Africa-Press – Zambia. The New Dawn Government of Zambia has signed a USD 577 Million concession agreement deal with Macro-Ocean Investment Consortium for the financing, construction, operation and maintenance of 327 Kilometers Ndola-Lusaka Dual Carriage Way. The deal has sparked a debate on whether it is a Public-Private Partnership (PPP) or a scam.
At the Launch Ceremony held at Protea Hotel in Ndola, Ministers went to a great extent to demonstrate that Government “would not spend any money on the project” as this was a PPP. “The Concession Agreement has secured a revenue-sharing mechanism during the concession period. The road will have toll gates and upgrade of two weigh bridges being fully funded by the concessionaire from construction to maintenance,” said Minister of Infrastructure and Housing, Hon. Charles Milupi.
Public-Private Partnership (PPP) is a partnership between the public sector and the private sector, forged for the purpose of delivering a project or a service traditionally provided by the public sector. “In the road sector, whilst toll concessions are one form of PPP, tolls should not be considered synonymous with PPP, as there are many instances of publicly financed roads carrying tolls,” explained Amb. Emmanuel Mwamba in his article.
“It is for this reason that Zambia High Ways now carry toll plazas and the roads remain publicly funded and does not have a private partner,” he added.
The financing structure of the Lusaka-Ndola Dual Carriage Way is another issue of concern. “Let us be clear, both NAPSA and Workers Fund Compensation Board are public pension schemes and are public institutions. This is a publicly funded project with $200million proposed to be sourced as a loan contracted from a private bank by Government!” exclaimed Mwamba.

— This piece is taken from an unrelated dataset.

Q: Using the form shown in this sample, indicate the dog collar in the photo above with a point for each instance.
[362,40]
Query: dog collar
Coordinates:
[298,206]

He further highlighted that “NAPSA was formed through an Act of Parliament to provide income security against the risk arising from retirement (old age), death and invalidity with a focus on adequacy of benefits while the WCFCB is a social security scheme responsible for compensating workers in respect of accidents suffered and diseases contracted during the course of their duty.” Thus, the use of public pension schemes to finance a PPP has raised questions about the government’s intentions and the accountability of such partnerships.
There are different models of PPPs, as Mwamba noted in his post. “The purpose of entering into a PPP project is to free Government resources and provide for other urgent social needs but use the opportunity to access private-sector financing to build public infrastructure.”
He also explained that “the private sector then recovers their money through tolls or user charges of the road or Government takes the burden and picks up the tab as a public debt and pays the private partner through taxes.”
Another well-known model is where the private sector finds the investment to finance, build, and operate the project. But Government or the Public partner then retains ownership of the assets after the expiry of the lease or concession period.
As the debate on the Lusaka-Ndola Dual Carriage Way deal continues, it is important for the government to address the concerns raised by the public and provide transparency in the partnership. As Mwamba stated, “the success of PPPs is dependent on transparency, accountability, and mutual respect between the public and private sectors.”